Stone Mountain Park outside Atlanta (see ShrinkRap, Monday, Aug 21 for description) is a perfect place to start. This large 500 acre park, with the Rushmore-like images of three Confederate leaders carved into one side of the stone outcropping, could be turned into a comprehensive "History of the South and the Civil War" educational park. It's already half done in that it already glorifies the "Old White South."
Leave the carving in place, leave the antebellum home museum in place. Add the story of slavery through statues, displays and educational videos. Show the negative, horrific side of slavery: slave markets where the buying and selling of human beings was carried out; the tiny cabins they had to live in; tell the story of forcibly separated families when some members were sold off; show the beatings; show the KKK, the night riders; and, yes, even the lynchings.

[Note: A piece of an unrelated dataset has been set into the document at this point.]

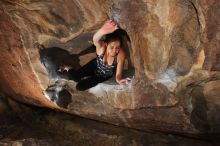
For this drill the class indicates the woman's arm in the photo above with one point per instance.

And then also show the positive: the black heroes and heroines. Harriett Tubman, Frederick Douglas, George Washington Carver, Martin Luther King, Jr. And tell the story of the white abolitionists who helped slaves escape to the North. And, of course, Abraham Lincoln and Barack Obama.
The truth is that the Atlanta History Center has already made a good start on doing just this. The Cylorama, a gigantic depiction of a civil war battlefield scene, shown in painted background blended into three-dimension figures and scenery, has been moved to the History Center and refurbished. It will be shown, not as before, but in its full historical context. At least that is their announced plan.
This is also a good place to put in a plug for the new Museum of African American History and Culture in Washington, DC. It just opened this year, and it is a great, and long overdue, addition to our cultural history.